For several weeks last fall, it looked as though the United States might be headed into an economic freefall. Federal intervention on an unprecedented scale appears to have averted a meltdown of the investment and credit markets, but how long and how deep the worst financial crisis in modern memory will be remains to be seen.
It's obvious that the recovery will be complicated and painful. Governors and state legislators will occupy some of the toughest jobs in politics as they try to cope with a cascading set of problems affecting virtually every segment of the population, young and old, rich and poor. In the pages of this publication, Stateline.org's 10th annual State of the States report, you'll read about some of the unenviable trade-offs they face. Many promising policy initiatives already have succumbed to budgetary starvation, including a bold California health-care reform plan and a trailblazing Missouri public works program, and more casualties of what many economists regard as a long-overdue reckoning are inevitable in the months ahead. It's hard for states to be the laboratories of democracy that U.S. Supreme Court Justice Louis Brandeis famously envisioned if they don't have enough money to experiment.

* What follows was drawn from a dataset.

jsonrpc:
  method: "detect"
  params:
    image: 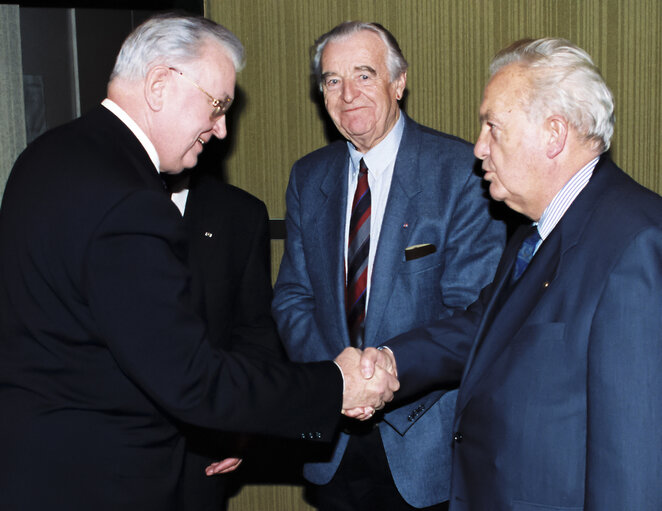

History teaches that the economic hardship will pass eventually and that it probably will leave behind a positive policy legacy. After all, such mainstays of the American way of life as Social Security, unemployment insurance and government protection of bank deposits grew out of earlier downturns.
As you will read in these pages, U.S. energy policy and the health-care system are among likely candidates for fundamental restructuring during the current emergency. Despite massive federal deficit spending to stabilize the economy, President Barack Obama remains committed to investing $150 billion in new energy-saving technologies. In a video teleconference with a bipartisan group of governors a few weeks after the November election, Obama said his plan “will strengthen our security and create millions of jobs in the process.”
Another of Obama's top priorities is an economic stimulus package that would pump money into state treasuries to pay for the reconstruction and repair of roads, bridges and other critical elements of the nation's infrastructure. Although government agencies now collectively spend about $400 billion annually on the hardware that connects and protects our society, experts estimate that at least $100 billion more could be spent productively. The nation's social safety net, which is administered state to state in differing ways, also could be subject to a great deal of innovation — certainly it will be tested to an extent that hasn't happened in recent times, with potentially far-reaching political consequences.
State of the States 2009 is Stateline.org's best effort to highlight significant state political and policy developments in the past 12 months and chart the likely course of state policy in the year ahead.